Build a Document Processing Pipeline (Level 4 of the AI Coding Bake-Off challenge).

## Problem
Design a document processing pipeline with text extraction, NLP analysis, full-text search indexing, and REST API, with extensible plugin architecture.

## Language/Stack
- Python 3.12+ with type hints
- Web framework: FastAPI
- SQLite with FTS5 for search
- NLP library: spaCy for entity extraction
- Document types: PDF (.pdf), text (.txt, .md)
- PDF extraction: pypdf or pdfplumber

## Pipeline Stages (Extensible)
1. Ingestion: Watch directory for new PDF/text files, route to extractors
2. Text Extraction: .txt/.md read directly; .pdf extract using library
3. NLP Processing: Entity extraction (people, orgs, locations), key phrase extraction, summary (first N sentences), word count and reading time
4. Indexing: Full-text search with relevance ranking using SQLite FTS5
5. Storage: Persist metadata in SQLite

## REST API Endpoints
- POST /api/documents/upload
- GET /api/documents
- GET /api/documents/{id}
- DELETE /api/documents/{id}
- GET /api/search?q=query
- GET /api/search?q=query&type=pdf
- GET /api/entities
- GET /api/entities?type=PERSON
- GET /api/stats
- GET /api/health

## Admin CLI
python3 -m doc_pipeline reprocess --id 123
python3 -m doc_pipeline reindex
python3 -m doc_pipeline stats
python3 -m doc_pipeline watch /path/to/incoming/

## Architecture Requirements
1. Plugin Architecture: New stages can be added without modifying existing code. Implement PipelineStage interface/ABC. Support stage ordering and dependencies.
2. Error Isolation: Failed stages logged, others continue
3. Architecture Diagram: Mermaid or ASCII showing pipeline flow

## Example NLP Output
{
  "document_id": 1,
  "filename": "q3-earnings.pdf",
  "file_type": "pdf",
  "word_count": 2450,
  "reading_time_minutes": 9.8,
  "summary": "Q3 revenue increased 12% YoY...",
  "entities": [
    {"text": "Amazon", "type": "ORGANIZATION", "count": 15},
    {"text": "Andy Jassy", "type": "PERSON", "count": 3},
    {"text": "Seattle", "type": "LOCATION", "count": 2}
  ],
  "key_phrases": ["cloud services growth", "operating margin"],
  "processed_at": "2026-04-01T14:30:00Z",
  "processing_time_ms": 1250
}

## Deliverables
- Pipeline with all 5 stages
- REST API with all endpoints
- Admin CLI for management
- Architecture diagram (Mermaid or ASCII)
- Comprehensive tests (unit and integration)
- README documenting architecture decisions

## Evaluation Rubric
- Correctness (15%): All endpoints work, NLP extraction accurate
- Code Quality (15%): Clean Python, type hints
- Architecture (30%): Extensible design, plugin system, modularity
- Testing (15%): Good test coverage
- Error Handling (10%): Graceful failures, missing data
- Documentation (10%): Architecture decisions, setup
- Bonus - Extensibility (5%): Easy to add new stages

## Output Location
Save all files to the current working directory (out_dir). The project should be a complete, runnable Python package named doc_pipeline.

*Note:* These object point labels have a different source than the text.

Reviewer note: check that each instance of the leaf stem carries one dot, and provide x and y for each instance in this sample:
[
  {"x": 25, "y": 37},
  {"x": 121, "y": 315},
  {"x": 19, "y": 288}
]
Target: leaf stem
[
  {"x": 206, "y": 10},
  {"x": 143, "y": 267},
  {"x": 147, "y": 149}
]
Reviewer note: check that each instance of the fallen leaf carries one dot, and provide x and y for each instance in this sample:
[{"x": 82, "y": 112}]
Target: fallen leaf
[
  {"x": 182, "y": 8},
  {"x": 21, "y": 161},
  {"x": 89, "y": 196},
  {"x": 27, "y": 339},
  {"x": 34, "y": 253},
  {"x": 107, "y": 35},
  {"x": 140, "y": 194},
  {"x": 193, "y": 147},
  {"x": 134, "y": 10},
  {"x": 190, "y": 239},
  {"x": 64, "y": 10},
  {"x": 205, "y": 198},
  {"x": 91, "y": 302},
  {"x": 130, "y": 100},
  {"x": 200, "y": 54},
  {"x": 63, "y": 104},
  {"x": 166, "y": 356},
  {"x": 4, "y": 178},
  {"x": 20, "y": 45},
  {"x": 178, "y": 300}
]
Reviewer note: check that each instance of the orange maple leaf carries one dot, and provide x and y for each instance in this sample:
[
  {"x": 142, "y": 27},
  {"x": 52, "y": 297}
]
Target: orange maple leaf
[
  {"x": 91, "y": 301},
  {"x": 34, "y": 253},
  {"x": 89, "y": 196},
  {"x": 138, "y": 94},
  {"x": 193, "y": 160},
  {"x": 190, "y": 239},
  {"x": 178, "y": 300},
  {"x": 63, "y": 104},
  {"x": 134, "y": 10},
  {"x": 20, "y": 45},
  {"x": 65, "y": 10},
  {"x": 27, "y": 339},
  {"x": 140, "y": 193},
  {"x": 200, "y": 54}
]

## Module Interface (REQUIRED — tests import these directly)
The following modules MUST exist as flat top-level modules under `doc_pipeline/`:
- `doc_pipeline/extractors.py` — must export `extract_text(path: Path) -> str`
- `doc_pipeline/nlp.py` — must export `extract_entities(text: str)`, `extract_key_phrases(text: str)`, `generate_summary(text: str) -> str`
- `doc_pipeline/pipeline.py` — must export `Pipeline` class with `process(path: Path)` method, and `PipelineStage` base class
- `doc_pipeline/search.py` — must export `SearchIndex` class with `add(doc_id, title, content)` and `search(query) -> list` methods

Do NOT nest these under subdirectories like `pipeline/stages/`. Internal helpers can be nested but these public interfaces must be directly importable from the package root.